Thursday, August 9, 2007

bogotá, collegio gavilanes

The school is less formally-minded than other Giancarlo Mazzanti projects and, as such, it provides perhaps the most concise example of his modular design strategies. The small campus is elegant in its simplicity and organizational clarity. Conceived as a chain of modules to be snaked and shifted into various contexts, the string is tethered by a library/auditorium at one end and a kindergarten at the other. From one of these two singular structures to the other, the chain of one and two-story classroom modules enfolds a central common space (center image) like a necklace. Upper lab rooms, wrapped in stone and ribboned with colorful glass, float above the cloister’s plastic continuity (left and center images). Distances among the modules remain constant but the architects reserve a modest degree of freedom in determining the connective ground story’s final configuration. This reservation allows them to fine-tune the space within and its relationship to the neighborhood without.
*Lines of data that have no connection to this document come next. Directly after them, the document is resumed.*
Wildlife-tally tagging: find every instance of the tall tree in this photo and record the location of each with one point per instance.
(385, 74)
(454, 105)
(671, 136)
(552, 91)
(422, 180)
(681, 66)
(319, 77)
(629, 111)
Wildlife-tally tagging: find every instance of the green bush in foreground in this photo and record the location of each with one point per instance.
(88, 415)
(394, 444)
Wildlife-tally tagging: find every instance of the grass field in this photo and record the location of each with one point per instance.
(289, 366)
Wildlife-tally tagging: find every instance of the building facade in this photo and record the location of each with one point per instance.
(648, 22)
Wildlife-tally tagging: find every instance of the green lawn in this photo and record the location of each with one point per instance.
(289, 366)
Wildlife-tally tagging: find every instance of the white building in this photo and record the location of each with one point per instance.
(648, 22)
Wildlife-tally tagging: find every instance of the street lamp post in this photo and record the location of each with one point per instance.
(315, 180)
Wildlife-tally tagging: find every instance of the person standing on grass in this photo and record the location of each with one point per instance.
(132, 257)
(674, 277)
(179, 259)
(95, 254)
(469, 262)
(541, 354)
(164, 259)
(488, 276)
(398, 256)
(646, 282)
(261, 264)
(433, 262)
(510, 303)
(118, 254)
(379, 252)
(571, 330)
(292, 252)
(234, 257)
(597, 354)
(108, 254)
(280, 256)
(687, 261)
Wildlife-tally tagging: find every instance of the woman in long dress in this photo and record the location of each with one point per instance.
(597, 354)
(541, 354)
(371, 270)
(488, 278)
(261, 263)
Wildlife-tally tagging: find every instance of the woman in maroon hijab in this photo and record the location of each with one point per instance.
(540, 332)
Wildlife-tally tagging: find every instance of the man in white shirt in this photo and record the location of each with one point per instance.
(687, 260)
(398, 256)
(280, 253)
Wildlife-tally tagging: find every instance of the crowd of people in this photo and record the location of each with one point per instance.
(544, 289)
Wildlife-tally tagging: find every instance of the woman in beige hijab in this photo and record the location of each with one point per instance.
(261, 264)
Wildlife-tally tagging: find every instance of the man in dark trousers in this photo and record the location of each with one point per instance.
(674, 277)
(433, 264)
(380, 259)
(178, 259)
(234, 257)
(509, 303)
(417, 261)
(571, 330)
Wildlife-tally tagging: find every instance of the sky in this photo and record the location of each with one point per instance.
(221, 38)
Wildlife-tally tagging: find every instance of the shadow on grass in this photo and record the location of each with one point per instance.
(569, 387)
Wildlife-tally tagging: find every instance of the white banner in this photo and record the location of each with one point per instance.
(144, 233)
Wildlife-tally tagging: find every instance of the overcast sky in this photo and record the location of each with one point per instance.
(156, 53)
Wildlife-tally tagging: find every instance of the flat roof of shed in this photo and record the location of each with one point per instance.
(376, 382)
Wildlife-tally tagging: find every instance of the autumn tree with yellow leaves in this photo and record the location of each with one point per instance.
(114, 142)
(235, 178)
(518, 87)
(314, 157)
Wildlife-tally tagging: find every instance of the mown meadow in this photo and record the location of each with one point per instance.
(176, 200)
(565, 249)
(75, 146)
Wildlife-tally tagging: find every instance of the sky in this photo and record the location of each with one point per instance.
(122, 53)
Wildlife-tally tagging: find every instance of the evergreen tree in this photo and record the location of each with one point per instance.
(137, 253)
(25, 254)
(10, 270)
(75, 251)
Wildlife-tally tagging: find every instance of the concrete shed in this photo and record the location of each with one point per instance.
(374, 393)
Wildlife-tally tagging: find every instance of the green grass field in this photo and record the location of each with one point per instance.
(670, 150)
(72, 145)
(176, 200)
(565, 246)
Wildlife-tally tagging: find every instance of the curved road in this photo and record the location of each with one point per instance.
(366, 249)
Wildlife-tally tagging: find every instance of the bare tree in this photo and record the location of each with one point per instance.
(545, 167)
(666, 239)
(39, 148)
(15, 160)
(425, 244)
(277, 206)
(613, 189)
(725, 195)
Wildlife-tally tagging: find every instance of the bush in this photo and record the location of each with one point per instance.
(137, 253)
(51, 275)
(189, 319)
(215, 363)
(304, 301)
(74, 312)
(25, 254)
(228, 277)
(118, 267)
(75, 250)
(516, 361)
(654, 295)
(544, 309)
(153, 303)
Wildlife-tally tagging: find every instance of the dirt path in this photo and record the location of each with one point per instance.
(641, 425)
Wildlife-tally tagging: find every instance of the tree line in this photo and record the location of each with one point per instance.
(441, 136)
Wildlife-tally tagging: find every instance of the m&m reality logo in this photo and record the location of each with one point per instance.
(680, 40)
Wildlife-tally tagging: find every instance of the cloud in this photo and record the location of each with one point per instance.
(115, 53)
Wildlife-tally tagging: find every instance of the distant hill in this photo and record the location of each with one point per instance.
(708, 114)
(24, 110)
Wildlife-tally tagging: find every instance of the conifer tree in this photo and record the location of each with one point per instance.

It is essential to see this neighborhood (visible in the center and right images) in order to understand the project. While not the poorest of Bogotá’s barrios, poverty is omnipresent in its ramshackle assortment of mortared clay and unpaved roads. Workers were installing utility systems and erecting housing projects to the east and north when I visited. Construction of Collegio Gavilanes is almost complete (note the paint-spattered gentleman putting finishing touches on the ball court at center) and it will be interesting to see how town and gown interact as the project matures.